Reflecting on what our founders said about these matters. Alexander Hamilton started the Federalist Papers with this statement: “it seems to have been reserved to the people of this country, by their conduct and example, to decide the important question, whether societies of men are really capable or not of establishing good government from reflection and choice, or whether they are forever destined to depend for their political constitutions on accident and force.”


Our conduct and example at this important moment in history matters. We are at the crossroads between unity and disintegration. Our collective welfare depends on the former rather than the latter. One can follow why this peaceful transition of power as a shared value starting with the first Farewell Address of George Washington in 1796. Washington declined a third term he would have been granted by the people. He walked away from power for the good of our young nation, rightly believing that it was important to establish a peaceful transition of power for our country. The full transcript of that speech, which is perhaps the most important speech in American History can be found HERE.


Although long, this poignant excerpt seems like it was written for us, here now in this time and in this place:


"The unity of government which constitutes you one people is also now dear to you.
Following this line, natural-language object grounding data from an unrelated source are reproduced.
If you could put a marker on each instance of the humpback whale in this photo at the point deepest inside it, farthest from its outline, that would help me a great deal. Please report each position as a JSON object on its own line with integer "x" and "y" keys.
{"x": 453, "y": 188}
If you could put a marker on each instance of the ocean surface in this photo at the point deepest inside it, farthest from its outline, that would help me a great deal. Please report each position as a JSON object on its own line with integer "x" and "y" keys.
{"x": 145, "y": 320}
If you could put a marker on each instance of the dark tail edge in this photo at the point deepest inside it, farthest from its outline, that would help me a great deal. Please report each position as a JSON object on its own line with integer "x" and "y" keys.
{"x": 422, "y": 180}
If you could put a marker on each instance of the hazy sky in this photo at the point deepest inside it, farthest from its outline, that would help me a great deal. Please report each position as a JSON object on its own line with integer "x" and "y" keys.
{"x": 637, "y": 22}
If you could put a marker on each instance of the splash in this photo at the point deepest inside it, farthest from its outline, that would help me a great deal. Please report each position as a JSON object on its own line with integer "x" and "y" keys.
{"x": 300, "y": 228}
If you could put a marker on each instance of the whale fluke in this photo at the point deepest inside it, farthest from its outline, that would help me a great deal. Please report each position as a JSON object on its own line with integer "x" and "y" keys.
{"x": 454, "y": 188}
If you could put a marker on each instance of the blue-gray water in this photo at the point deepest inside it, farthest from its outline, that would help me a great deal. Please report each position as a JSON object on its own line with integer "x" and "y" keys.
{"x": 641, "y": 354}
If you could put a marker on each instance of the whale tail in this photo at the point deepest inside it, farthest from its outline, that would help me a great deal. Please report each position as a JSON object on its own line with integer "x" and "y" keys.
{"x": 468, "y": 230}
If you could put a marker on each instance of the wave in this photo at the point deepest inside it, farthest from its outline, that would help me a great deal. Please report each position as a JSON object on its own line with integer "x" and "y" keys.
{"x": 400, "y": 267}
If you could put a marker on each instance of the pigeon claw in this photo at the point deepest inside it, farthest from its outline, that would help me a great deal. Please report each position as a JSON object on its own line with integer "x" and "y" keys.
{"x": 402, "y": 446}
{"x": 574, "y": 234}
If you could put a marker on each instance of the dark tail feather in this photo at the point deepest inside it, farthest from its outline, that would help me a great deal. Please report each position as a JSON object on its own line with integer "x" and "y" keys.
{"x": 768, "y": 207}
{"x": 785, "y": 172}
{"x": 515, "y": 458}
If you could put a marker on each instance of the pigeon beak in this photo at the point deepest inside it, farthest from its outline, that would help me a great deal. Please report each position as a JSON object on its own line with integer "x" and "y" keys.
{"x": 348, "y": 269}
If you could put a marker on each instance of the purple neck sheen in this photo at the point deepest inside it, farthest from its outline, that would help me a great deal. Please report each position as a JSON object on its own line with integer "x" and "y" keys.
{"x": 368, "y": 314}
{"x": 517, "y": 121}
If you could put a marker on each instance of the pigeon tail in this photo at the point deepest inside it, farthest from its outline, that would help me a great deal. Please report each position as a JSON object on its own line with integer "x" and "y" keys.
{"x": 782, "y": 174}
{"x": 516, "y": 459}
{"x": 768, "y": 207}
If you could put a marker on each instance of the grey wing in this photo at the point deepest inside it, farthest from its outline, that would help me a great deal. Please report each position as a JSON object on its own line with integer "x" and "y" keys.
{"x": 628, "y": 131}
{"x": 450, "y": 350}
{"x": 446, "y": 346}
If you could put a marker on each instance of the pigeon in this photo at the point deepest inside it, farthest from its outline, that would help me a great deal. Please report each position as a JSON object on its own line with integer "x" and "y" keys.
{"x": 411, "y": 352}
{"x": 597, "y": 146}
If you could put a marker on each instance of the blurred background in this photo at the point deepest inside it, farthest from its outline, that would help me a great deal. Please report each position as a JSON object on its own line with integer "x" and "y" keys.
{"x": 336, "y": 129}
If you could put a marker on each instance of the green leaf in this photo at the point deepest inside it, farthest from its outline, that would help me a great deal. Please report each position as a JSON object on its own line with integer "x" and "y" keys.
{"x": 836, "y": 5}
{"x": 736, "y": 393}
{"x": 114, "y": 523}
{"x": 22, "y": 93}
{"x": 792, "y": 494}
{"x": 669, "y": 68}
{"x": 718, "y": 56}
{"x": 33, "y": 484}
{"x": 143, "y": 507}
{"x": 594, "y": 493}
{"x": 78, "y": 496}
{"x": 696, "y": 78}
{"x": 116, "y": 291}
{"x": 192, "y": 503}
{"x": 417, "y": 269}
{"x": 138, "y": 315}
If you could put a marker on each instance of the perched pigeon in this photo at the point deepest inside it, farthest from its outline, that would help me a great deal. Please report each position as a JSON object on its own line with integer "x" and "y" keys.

It is justly so, for it is a main pillar in the edifice of your real independence, the support of your tranquility at home, your peace abroad; of your safety; of your prosperity; of that very liberty which you so highly prize. But as it is easy to foresee that, from different causes and from different quarters, much pains will be taken, many artifices employed to weaken in your minds the conviction of this truth; as this is the point in your political fortress against which the batteries of internal and external enemies will be most constantly and actively (though often covertly and insidiously) directed, it is of infinite moment that you should properly estimate the immense value of your national union to your collective and individual happiness; that you should cherish a cordial, habitual, and immovable attachment to it; accustoming yourselves to think and speak of it as of the palladium of your political safety and prosperity; watching for its preservation with jealous anxiety; discountenancing whatever may suggest even a suspicion that it can in any event be abandoned; and indignantly frowning upon the first dawning of every attempt to alienate any portion of our country from the rest, or to enfeeble the sacred ties which now link together the various parts."


President-elect Obama, during the transition period in late 2008 asked President Bush if it would be possible for him to meet all the ex-presidents. Bush agreed and organized a White House luncheon in the Oval Office on January 7, 2009. They were joined by Jimmy Carter, Bill Clinton, and George H. W. Bush. The luncheon lasted over two hours; the tone friendly. “All the gentlemen here understand both the pressures and possibilities of this office,” said Obama before the meeting. “For me to have the opportunity to get advice, good counsel and fellowship with these individuals is extraordinary, and I just want to thank the President for hosting us.” Bush was equally effusive. “We want you to succeed,” he replied. “Whether we're Democrat or Republican we care deeply about this country. And to the extent we can we look forward to sharing out experiences with you. All of us who have served in this office understand that the office transcends the individual.”


As a nation, we need to arrive at a common set of facts about what has occurred as well an accounting on what has happened here and who is responsible. And we must also identify what holds us together as a nation and build on those elements. What do we agree on? Is this whole thing worth holding together or shall we dissolve the nation? It is sadly, the question of our time.


The peaceful transition of power is the very spine of our nation. Present in those initial days as a fledgling nation in the late 18th century to today, frayed and strained at times, but unbroken. It must so remain. In one our most cherished stories from the moments after Constitutional Convention in 1787, Benjamin Franklin was walking out of Independence Hall as the convention ended, when someone shouted out, “Doctor, what have we got? A republic or a monarchy?” To which Franklin supposedly responded, with a rejoinder at once witty and ominous: “A republic, if you can keep it.”


Please, for our welfare and all those who come after us, let us all together do this difficult work ahead to keep it.